None of this works as a checkbox, though, and it's worth being honest about where the idea breaks. Communications strategist Shaunta Garth has made the opposite case about brands manufacturing imperfection on purpose: the moment roughness becomes a formula, applied because a trend report said to, it stops being evidence of a decision and turns into just another preset, exactly as hollow as the smoothness it replaced. A grain overlay dropped onto an otherwise untouched first generation is still a one-step output, just wearing a different filter, since the imperfection itself was never the actual point. The iteration behind it was.

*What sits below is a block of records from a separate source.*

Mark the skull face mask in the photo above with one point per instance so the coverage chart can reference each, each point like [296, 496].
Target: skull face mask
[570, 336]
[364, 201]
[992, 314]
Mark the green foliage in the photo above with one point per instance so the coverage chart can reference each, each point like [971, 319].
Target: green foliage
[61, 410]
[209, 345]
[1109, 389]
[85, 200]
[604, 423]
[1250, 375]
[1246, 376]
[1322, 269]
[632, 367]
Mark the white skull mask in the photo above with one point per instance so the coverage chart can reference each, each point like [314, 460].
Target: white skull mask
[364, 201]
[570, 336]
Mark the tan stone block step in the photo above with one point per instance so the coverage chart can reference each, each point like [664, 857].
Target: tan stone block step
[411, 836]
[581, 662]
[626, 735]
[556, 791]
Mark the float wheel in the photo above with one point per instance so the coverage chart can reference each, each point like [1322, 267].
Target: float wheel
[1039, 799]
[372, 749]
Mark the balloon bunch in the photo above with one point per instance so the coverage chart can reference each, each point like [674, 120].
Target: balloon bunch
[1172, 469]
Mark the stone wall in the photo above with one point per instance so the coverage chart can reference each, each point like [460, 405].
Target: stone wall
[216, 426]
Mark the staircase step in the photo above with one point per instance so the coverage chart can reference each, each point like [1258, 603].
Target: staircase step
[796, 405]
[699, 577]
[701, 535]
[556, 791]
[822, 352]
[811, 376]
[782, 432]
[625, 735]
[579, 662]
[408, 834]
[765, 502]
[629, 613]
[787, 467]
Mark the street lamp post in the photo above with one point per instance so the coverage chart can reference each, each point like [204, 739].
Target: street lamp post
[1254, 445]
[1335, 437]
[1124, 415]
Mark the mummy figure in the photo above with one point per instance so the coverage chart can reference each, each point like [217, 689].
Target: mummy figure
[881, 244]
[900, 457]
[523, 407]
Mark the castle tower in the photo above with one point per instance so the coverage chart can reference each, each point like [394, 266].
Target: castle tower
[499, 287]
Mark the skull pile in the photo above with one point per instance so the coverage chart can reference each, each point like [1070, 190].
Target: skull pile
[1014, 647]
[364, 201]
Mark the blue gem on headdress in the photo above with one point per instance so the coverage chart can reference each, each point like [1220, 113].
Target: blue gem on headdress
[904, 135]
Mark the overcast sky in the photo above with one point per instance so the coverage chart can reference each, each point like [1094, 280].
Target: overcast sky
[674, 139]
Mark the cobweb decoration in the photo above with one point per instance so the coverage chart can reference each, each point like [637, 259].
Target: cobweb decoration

Which is the actual craft lesson, for images and video both: the goal isn't imperfection for its own sake, it's a body of decisions a model wouldn't have made on its own. Describe the conditions of capture instead of the result, not "a beautiful portrait" but the specific lens, the specific light, the specific flaw you want in the frame, and do the same with motion: not "cinematic camera movement" but the sway of a hand actually holding something, the pause before someone speaks, the cut that runs a beat long because that's how it happened. Push past the first clean output. The second or third pass, where you start pulling the piece away from its most polished default, is usually where the real decisions live, and that's true whether you're working in GPT Image 2 and Nano Banana Pro or Kling 3.0 and Seedance 2.0.

None of this is a rule about what AI work should look like. Plenty of it should be clean, bright, and precise, and that's a legitimate choice too, as long as it's made the same way: on purpose, after a few passes, not on the first try. The point was never that clean is wrong. It's that clean is no longer proof of anything, because a model can hand you clean without you doing a thing. The choices that still require you, the ones a single generation won't produce unless you go back in and push for them, are where the work starts to look like it belongs to someone, and where an audience decides it's worth the watch.